When Captain Matthew Wolf of the US Army Reserves was called up for active military service from his New Jersey home, he decided to exercise a benefit Congress created for military men and women under the Servicemembers Civil Relief Act (SCRA).
The SCRA creates procedures that protect soldiers from certain civilian responsibilities so that they may devote their entire energy to their military service. Congress did not want soldiers to be distracted by their civilian obligations. One of the many provisions of SCRA allows service members to terminate car leases and receive a refund for all advance payments made.
However, when Wolf returned his 2007 Nissan Infinity G35 Sedan, the dealer refused to return his payments. He then decided to seek justice for himself and for all other service members similarly situated. He brought a class action lawsuit against Nissan for violating the SCRA.
Unfortunately, Wolf’s lease agreement included an arbitration clause which contained a ban on class actions. Meaning that instead of going to court, Wolf would be forced into a secretive arbitration proceeding controlled by the dealer. In addition, he could not act on behalf of other service members whose rights were also potentially violated because the contract banned class actions.
When Wolf initiated the claim and begun proceedings for a class action, Nissan moved to dismiss the lawsuit by invoking the arbitration clause and class action ban. The district court ruled in Nissan’s favor, holding that the forced arbitration clause and class action ban was valid in light of the Supreme Court’s recent ruling in AT&T Mobility v. Concepcion (decision issued April 27, 2011).
Arbitration clauses are typically found in many everyday contracts between consumers and corporations, including cell phone, banking and employment contracts.

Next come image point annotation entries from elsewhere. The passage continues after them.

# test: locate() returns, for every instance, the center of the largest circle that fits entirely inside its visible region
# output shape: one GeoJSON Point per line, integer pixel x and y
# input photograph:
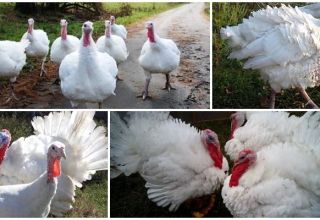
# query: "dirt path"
{"type": "Point", "coordinates": [189, 28]}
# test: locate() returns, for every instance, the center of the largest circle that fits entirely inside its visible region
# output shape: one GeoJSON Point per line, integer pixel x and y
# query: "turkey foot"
{"type": "Point", "coordinates": [144, 95]}
{"type": "Point", "coordinates": [168, 85]}
{"type": "Point", "coordinates": [305, 95]}
{"type": "Point", "coordinates": [272, 100]}
{"type": "Point", "coordinates": [118, 78]}
{"type": "Point", "coordinates": [12, 95]}
{"type": "Point", "coordinates": [43, 71]}
{"type": "Point", "coordinates": [57, 82]}
{"type": "Point", "coordinates": [205, 210]}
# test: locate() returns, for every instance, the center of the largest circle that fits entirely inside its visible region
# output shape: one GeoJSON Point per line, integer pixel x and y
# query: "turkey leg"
{"type": "Point", "coordinates": [42, 67]}
{"type": "Point", "coordinates": [12, 95]}
{"type": "Point", "coordinates": [272, 100]}
{"type": "Point", "coordinates": [118, 78]}
{"type": "Point", "coordinates": [145, 94]}
{"type": "Point", "coordinates": [168, 85]}
{"type": "Point", "coordinates": [307, 98]}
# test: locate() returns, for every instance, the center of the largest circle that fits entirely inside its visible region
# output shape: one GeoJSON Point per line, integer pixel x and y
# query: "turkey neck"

When an individual is bound to arbitration instead of an open court with a judge and jury, the fate of his claim rests with a privately financed arbitrator. Further, arbitrators’ decisions are generally withheld from the public, without any reasoning given and are not appealable.
Individuals with identical claims often bring their claims together in one class action. Even assuming that Wolf would have recovered for his loss in arbitration, Nissan likely would not address all of the other soldiers who suffered similar losses. But if all service members were able to combine their claims against Nissan, they could simultaneously seek redress.
However, the Supreme Court held in Concepcion that the Federal Arbitration Act preempts state laws which hold that class actions bans within arbitration clauses are unconscionable. The court effectively allowed companies to insert class action bans within arbitration clauses in their consumer contracts. As a result of the decision, Wolf and his fellow service members could not get their day in court.
Soon after Concepcion was decided, Sen. Al Franken (D-Minn.) and Rep. Hank Johnson (D-Ga.) introduced the Arbitration Fairness Act (S.987, H.R.1873). The legislation would ban arbitration clauses in consumer contracts, which would ensure that arbitration is voluntary and entered into after the dispute arises. It will help to prevent similar injustices from occurring to other service members.
Wolf v. Nissan Motor Acceptance Corp., No. 10-CV-3338 (NLH) (KMW), 2011 WL 2490939 (D.N.J. June 22, 2011).
Guest author Jeremy Greenberg is civil justice intern at Public Citizen.